Question

A $10\, kg$ block is placed on a horizontal surface whose coefficient of friction is $0.2$. A horizontal force $P=15 \, N$ first acts on it in the eastward direction. Later, in addition to $P$ a second horizontal force $Q=20\, N$ acts on it in the northward direction : (Take $g=10 \, m / s ^{2}$ )

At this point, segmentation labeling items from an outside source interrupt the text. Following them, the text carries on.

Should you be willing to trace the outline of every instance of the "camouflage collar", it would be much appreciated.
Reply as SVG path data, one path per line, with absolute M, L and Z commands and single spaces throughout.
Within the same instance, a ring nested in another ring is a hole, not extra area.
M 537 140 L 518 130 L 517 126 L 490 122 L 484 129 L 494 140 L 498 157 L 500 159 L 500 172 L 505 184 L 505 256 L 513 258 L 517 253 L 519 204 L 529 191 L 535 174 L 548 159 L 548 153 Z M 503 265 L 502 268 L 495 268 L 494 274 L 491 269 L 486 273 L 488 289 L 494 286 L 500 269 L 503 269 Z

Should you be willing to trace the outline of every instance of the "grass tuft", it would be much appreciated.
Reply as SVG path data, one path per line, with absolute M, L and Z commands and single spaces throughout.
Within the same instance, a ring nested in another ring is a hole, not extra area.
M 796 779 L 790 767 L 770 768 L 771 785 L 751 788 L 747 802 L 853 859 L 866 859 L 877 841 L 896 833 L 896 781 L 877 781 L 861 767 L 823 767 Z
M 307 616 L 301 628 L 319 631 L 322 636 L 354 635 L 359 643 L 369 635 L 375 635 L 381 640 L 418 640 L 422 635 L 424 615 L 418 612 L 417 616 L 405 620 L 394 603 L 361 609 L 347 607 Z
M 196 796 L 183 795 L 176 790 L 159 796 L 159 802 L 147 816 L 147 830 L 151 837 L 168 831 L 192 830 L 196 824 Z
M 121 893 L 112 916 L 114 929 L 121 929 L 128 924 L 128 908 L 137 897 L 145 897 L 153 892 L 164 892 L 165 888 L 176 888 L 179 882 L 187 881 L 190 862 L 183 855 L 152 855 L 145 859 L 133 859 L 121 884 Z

• A. The block will not move when only $P$ acts, but will move when both $P$ and $Q$ act
• B. If the block moves, the acceleration will be $0.5 \, m / s ^{2}$
• C. When the block moves, its direction of motion will be $\tan ^{-1}(13 / 4)$ east of north
• D. When both $P$ and $Q$ act, the direction of the force of friction acting on the block will be $\tan ^{-1}(3 / 4)$ west of south

Answer 1

Answer: (A), (B), (C)

$f_{1 \max } =0.2 \times 10 \times 10 $
$=20\,N$
As $f_{1 \max }< P$, friction force
$f_{1}=15\, N $ and block do not move
When both $P$ and $Q$ acts, resultant applied force,
$R =\sqrt{P^{2}+Q^{2}}=\sqrt{15^{2}+20^{2}}$
$=\sqrt{625}=25 N$
$R >f_{1 \text { max }}$, thus block moves when both $P$ and $Q$ acts
$a=\frac{R-f_{1 \max }}{m} $
$=\frac{25-20}{10}=\frac{5}{10}=0.5\, m / s ^{2}$
Direction of $\vec{R}$,
$ \tan \theta =\frac{15}{20}=\frac{3}{4} $
$ \theta =\tan ^{-1} \frac{3}{4} $ (east of north)

Thus, direction of force of friction $\left(F_{r}\right)$ will be opposite to $R$, i.e. west of south.